Kino attracts a lot of attention. His brown curls frosted with gray are neatly swept back in a pompadour. His eyes are large, all pupils that swirl with slate, copper and jade.
Kino talks slowly with the other workers, as he surveys the hazy sky. They have to strain to catch his words, and whenever he opens his mouth, a shush ripples through the buzz of chatter. Kino keeps one ear on the conversation as he glances over at Roberto, who has moved from 40-ouncers in the parking lot to sipping stolen tequila across the street.
"Those of us who are older and have been here the longest have to set an example, " Hector says. "Those of us who are here to work know we have to keep this area clean." A young man nods in agreement adding, "one or two guys can ruin this for all of us because that is what the güeros expect to see."
They're quiet for a while, passing the time counting the minivans that wait vainly in the drive-through lane of the closed McDonald's, then honk impatiently and squeal off.
"Hector," Kino says, breaking the trance as he stamps out his cigarette. "Why don't you tell [the workers] about the crabs?"
"Ah, sí, los cangrejos," Hector says with a smile.
The story is this: A man walking on a beach comes across another guy selling crabs. He has two full buckets. One is uncovered and filled with Mexican crabs, the other contains crabs from another country, and is tightly covered with a cloth. "Why is one bucket covered?" the first man asks. "So they won't climb out," the crab seller responds. "I don't have to do that with the Mexican crabs. Every time one of them gets close to the top, the other crabs pull him back down with them."

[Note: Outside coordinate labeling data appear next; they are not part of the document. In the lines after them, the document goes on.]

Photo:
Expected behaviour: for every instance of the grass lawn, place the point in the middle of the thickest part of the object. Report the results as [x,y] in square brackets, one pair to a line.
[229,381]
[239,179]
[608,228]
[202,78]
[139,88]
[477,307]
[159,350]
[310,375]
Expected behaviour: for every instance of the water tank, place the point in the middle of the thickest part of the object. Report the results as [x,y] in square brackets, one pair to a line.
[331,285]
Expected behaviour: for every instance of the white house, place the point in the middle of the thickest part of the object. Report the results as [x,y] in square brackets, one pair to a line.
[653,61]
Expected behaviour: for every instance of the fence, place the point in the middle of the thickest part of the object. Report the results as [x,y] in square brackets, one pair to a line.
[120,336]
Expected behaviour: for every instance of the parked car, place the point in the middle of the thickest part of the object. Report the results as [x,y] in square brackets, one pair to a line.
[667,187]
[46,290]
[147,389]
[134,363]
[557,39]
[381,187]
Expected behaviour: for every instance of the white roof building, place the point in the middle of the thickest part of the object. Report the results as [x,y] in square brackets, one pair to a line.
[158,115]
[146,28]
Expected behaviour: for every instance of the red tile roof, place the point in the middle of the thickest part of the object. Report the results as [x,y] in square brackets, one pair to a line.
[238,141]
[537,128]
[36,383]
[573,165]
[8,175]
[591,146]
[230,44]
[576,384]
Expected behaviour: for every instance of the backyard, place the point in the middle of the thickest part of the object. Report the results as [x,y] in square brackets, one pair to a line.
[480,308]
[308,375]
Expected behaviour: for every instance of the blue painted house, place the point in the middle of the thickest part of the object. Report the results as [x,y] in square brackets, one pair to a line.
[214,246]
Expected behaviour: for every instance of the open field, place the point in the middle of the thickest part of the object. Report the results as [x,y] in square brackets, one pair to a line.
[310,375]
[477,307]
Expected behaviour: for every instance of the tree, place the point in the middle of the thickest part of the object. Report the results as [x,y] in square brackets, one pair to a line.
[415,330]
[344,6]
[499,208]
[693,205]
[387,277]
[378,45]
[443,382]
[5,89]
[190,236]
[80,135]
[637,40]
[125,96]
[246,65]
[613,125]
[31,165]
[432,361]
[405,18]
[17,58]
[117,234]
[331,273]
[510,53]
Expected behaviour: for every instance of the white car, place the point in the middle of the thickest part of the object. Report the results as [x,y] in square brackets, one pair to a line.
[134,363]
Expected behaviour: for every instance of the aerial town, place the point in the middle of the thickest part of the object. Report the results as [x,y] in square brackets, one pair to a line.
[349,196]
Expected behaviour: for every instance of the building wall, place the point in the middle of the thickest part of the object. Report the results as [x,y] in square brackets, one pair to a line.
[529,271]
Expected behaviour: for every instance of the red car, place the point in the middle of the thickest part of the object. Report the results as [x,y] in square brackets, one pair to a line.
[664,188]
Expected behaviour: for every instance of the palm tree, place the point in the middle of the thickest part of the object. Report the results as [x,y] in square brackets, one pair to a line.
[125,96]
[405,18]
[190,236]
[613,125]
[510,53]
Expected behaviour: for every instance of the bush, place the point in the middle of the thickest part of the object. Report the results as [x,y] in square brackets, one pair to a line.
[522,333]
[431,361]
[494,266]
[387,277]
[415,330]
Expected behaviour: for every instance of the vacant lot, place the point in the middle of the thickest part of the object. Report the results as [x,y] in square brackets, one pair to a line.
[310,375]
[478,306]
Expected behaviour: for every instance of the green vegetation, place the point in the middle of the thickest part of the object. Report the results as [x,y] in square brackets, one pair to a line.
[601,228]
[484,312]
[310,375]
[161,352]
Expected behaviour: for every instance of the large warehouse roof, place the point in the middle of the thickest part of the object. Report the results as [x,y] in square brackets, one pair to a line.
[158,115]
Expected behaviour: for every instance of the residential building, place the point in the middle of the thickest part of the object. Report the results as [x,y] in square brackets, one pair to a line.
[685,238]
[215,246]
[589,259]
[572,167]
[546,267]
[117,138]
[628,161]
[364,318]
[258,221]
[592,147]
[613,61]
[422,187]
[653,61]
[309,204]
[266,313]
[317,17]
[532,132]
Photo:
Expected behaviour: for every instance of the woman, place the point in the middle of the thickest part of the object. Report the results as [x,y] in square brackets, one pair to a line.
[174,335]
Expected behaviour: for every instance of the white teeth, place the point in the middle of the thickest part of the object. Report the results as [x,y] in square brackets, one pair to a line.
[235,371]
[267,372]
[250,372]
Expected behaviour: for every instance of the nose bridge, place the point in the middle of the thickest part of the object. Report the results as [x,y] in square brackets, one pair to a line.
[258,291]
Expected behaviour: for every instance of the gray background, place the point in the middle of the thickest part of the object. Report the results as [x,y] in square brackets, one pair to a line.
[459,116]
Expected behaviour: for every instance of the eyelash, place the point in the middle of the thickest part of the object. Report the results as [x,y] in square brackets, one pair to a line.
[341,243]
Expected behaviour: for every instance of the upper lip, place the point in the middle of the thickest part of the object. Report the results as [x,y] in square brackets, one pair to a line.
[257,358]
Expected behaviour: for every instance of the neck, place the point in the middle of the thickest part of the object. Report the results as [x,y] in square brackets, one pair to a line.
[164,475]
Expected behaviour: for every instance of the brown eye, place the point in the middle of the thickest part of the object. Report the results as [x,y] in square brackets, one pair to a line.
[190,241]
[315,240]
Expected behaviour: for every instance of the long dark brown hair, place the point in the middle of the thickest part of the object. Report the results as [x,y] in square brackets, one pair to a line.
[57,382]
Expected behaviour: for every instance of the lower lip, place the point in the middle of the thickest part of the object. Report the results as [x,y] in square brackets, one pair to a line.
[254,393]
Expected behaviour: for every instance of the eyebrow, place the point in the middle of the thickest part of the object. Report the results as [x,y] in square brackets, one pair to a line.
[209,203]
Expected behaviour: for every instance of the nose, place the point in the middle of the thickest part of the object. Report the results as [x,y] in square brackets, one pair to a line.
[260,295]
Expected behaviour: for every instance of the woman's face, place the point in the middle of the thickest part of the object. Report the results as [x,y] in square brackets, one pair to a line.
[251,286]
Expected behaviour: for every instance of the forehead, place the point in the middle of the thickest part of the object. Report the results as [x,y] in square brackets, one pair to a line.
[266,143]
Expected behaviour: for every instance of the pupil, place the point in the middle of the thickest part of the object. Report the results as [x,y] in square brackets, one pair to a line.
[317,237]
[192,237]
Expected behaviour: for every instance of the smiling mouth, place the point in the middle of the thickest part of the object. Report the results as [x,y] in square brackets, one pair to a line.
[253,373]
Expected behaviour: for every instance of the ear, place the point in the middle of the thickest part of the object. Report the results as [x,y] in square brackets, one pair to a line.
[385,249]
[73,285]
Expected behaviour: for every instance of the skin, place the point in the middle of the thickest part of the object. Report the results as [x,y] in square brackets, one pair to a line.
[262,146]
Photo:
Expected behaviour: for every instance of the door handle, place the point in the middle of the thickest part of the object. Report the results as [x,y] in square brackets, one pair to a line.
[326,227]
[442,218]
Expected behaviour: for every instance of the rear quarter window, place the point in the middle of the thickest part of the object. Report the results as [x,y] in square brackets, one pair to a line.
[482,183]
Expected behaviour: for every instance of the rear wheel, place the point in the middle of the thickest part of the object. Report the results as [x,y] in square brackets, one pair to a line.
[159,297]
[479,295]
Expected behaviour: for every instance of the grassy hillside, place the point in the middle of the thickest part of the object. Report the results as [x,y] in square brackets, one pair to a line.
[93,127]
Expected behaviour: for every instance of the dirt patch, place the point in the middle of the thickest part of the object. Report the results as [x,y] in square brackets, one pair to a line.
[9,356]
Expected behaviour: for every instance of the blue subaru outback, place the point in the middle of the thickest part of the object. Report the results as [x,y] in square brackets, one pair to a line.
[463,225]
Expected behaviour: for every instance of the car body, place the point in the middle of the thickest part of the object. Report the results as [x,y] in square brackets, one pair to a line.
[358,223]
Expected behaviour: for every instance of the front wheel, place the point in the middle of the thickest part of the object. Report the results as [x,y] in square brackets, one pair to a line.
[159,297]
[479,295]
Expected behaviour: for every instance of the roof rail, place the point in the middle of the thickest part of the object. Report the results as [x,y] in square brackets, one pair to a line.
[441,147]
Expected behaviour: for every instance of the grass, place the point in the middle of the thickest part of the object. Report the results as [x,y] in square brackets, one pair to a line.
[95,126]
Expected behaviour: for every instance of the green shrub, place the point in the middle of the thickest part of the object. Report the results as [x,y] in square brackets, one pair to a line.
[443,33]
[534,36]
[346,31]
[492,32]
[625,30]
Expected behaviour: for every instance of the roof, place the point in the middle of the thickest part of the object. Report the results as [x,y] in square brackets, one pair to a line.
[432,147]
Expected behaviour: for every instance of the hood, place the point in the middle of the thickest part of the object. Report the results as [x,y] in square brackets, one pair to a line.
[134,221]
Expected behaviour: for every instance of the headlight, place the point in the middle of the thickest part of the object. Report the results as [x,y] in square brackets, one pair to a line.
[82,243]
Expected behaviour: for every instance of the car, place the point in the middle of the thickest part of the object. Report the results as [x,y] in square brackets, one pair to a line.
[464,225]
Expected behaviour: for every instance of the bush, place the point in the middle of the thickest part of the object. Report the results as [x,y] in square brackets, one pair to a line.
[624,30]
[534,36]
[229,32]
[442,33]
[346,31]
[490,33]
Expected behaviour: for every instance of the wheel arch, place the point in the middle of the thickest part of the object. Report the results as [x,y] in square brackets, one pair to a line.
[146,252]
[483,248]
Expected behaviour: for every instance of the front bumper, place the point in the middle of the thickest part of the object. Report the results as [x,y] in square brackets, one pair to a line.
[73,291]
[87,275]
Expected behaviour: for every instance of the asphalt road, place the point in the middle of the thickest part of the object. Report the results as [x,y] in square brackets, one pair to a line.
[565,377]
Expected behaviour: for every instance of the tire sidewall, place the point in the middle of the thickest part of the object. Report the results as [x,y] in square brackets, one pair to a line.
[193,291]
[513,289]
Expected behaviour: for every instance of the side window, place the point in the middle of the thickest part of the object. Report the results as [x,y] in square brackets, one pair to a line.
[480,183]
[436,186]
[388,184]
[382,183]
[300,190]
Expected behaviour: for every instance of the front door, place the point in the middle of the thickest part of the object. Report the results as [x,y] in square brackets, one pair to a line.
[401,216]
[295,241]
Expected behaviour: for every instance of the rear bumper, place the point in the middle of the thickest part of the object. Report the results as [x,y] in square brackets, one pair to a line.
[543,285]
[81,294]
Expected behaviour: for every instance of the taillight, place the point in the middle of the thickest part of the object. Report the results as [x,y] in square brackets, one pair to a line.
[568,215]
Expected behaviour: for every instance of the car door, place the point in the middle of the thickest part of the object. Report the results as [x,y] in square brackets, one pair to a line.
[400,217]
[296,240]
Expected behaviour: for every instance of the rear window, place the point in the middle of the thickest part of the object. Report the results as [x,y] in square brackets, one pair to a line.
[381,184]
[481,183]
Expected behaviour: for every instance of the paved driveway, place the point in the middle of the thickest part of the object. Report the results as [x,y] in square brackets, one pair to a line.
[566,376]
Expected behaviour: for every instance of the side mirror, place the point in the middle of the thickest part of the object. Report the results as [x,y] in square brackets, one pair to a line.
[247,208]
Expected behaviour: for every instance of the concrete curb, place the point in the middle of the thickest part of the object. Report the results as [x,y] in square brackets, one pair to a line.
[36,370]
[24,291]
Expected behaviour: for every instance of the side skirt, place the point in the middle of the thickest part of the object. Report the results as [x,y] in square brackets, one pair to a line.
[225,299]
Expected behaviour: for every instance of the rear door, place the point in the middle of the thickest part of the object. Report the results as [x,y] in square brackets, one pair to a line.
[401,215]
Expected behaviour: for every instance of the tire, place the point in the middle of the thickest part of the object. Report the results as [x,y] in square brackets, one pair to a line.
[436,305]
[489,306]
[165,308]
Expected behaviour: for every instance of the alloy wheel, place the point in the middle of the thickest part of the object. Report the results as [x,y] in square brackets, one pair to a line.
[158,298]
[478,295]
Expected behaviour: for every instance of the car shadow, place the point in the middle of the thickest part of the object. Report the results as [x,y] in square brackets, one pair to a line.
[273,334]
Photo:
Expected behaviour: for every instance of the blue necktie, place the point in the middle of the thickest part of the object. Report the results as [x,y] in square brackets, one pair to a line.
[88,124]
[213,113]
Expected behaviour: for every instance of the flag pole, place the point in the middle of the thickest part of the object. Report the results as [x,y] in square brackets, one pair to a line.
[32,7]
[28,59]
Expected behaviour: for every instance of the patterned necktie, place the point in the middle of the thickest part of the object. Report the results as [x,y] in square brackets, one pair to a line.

They look at their feet and laugh, their shadows grow long on the asphalt in front of them. It's nearly noon.
A disheveled woman with bright blue eyes and a full goatee walks into their midst trolling for a cigarette before pinballing back across the parking lot.
A pickup truck pulls up. "Here's the turkey," says Hector with a wry smile. A woman climbs out, and some of the men scuttle toward her. Hector and the crowd around him don't even blink. But it's not turkey she's handing out. It's Ziploc bags of water bottles and condoms. "It's charity; she's trying to help," says Hector, "but we don't want help, we want work."
While they watch the condom lady, Kino slips away and walks to a nearby Dumpster. He kneels beside it and wraps something in a clean, white towel. He walks slowly back toward them, a gray pigeon cradled in his hands.
"She's dying," he says, stroking the bird's breast. Canitas struts over and asks to hold the shaking pigeon. Kino hands it over and lights another cigarette.
Canitas examines the bird's clenched claws. "She's got cramps in her legs," he says as he straightens them.
It must be the poison, the men agree. "When I first started coming here, the building behind us was full of baby birds," Hector tells them. "They decided they didn't want pigeons anymore and put poison seeds out."
Canitas sets the bird on the ground, and watches as it struggles to remain upright, wings trembling, scared and flightless.
Eyeing a police cruiser nearby, Kino says, "I don't think they want us here, either."